Governance in Brief
August 15, 2019 | Editor: Martin Wennerström
Occidental closes Anadarko acquisition, sparking investor pressure
On August 9, 2019, Occidental Petroleum (“Occidental”) completed the acquisition of rival oil and gas producer Anadarko Petroleum (“Anadarko”). The deal had been contingent on approval from Anadarko shareholders, who ended up overwhelmingly supporting the deal. The development marks the end of a month-long saga which saw one of the industry’s largest bidding wars in recent memory between Chevron and Occidental. Ultimately, the former pocketed a USD 1 billion breakup fee from Anadarko for having backed out of the agreed tie-up.
However, the successful takeover has escalated the shareholder pressure faced by Occidental, with activist investor Carl Icahn having now stepped up his efforts to overhaul the Houston-based oil producer. On August 13, 2019, Icahn submitted an open letter to Occidental shareholders calling for four directors to be removed and the company’s bylaws to be amended “to provide basic stockholder rights.” Notably, Anadarko’s August 9 meeting witnessed a shareholder rebuke as well, as 71% of the votes rejected a non-binding resolution on the merger-related compensation to be paid to its executives. The company had been under scrutiny for having altered the severance agreements entered with the CEO and other executives one day before Chevron announced it would acquire it.

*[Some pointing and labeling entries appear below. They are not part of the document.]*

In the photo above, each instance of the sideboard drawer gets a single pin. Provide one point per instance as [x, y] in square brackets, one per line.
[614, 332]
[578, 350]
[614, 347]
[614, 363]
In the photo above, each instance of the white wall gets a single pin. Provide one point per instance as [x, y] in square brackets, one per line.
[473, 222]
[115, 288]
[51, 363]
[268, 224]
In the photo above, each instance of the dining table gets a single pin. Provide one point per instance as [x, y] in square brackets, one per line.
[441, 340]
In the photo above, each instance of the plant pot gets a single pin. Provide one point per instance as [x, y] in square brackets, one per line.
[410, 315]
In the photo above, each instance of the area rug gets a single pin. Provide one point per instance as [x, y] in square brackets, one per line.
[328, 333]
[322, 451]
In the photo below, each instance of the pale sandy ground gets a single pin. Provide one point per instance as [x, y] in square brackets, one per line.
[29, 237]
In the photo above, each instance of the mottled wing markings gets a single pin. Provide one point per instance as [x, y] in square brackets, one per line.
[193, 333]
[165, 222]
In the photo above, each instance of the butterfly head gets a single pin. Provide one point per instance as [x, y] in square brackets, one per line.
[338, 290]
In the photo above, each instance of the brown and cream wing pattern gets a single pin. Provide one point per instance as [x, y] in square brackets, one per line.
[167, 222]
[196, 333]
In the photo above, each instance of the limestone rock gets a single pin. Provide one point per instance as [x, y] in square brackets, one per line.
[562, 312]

Former Brixmor executives charged with accounting fraud
On August 1, 2019, US prosecutors charged the former CEO and CFO of REIT Brixmor Property Group Inc. (“Brixmor”) with allegedly participating in a scheme to manipulate a metric used to evaluate financial performance. Former CEO Michael Carroll and former CFO Michael Pappagallo allegedly “engaged in a years-long scheme to cook the books and deceive the investing public”, with the company’s former CAO and senior VP for Management Accounting having already pleaded guilty in July 2019 to charges brought in connection with their involvement in the scheme. The Securities and Exchange Commission announced on August 2, 2019 that it had also charged Brixmor and the four aforementioned executives with fraud, with the company agreeing to pay USD 7 million to settle the allegations and committing to engage an independent consultant to assess its “policies and procedures relating to certain non-GAAP performance measures.”
Casino operator Crown Resorts under mounting scrutiny
The Australian liquor and gaming regulator announced on August 9, 2019 that it had opened an investigation into Melco Resorts & Entertainment’s proposed acquisition of a 19.99% stake in rival casino operator Crown Resorts Limited from the latter’s founder and near-controlling shareholder, James Packer. Per a 2014 agreement entered with the Australian government, Crown Resorts is banned from conducting “any new business activities or transactions of a material nature” with Stanley Ho, the father of Melco Resorts & Entertainment CEO and Chairman Lawrence Ho. The development deals yet another blow to Crown Resorts, which faces increasing regulatory scrutiny over money laundering allegations and reported links to organized crime – surfaced by July 2019 media reports.
Opioid litigation sees potential turning point
Opioid makers McKesson, Cardinal Health and AmerisourceBergen have reportedly offered to pay USD 10 billion to settle claims that they helped fuel a health crisis in the US, with the National Association of Attorneys General – representing over 35 states in the settlement negotiations – having allegedly countered the offer by demanding that the distributors pay USD 45 billion. The three companies’ shares went down by approximately 6% on the reports, with other defendants in opioid litigation experiencing steeper stock price declines. The development has fueled speculation that opioid makers could be headed towards a national opioid settlement mirroring the massive 1998 USD 206 billion Master Tobacco Settlement.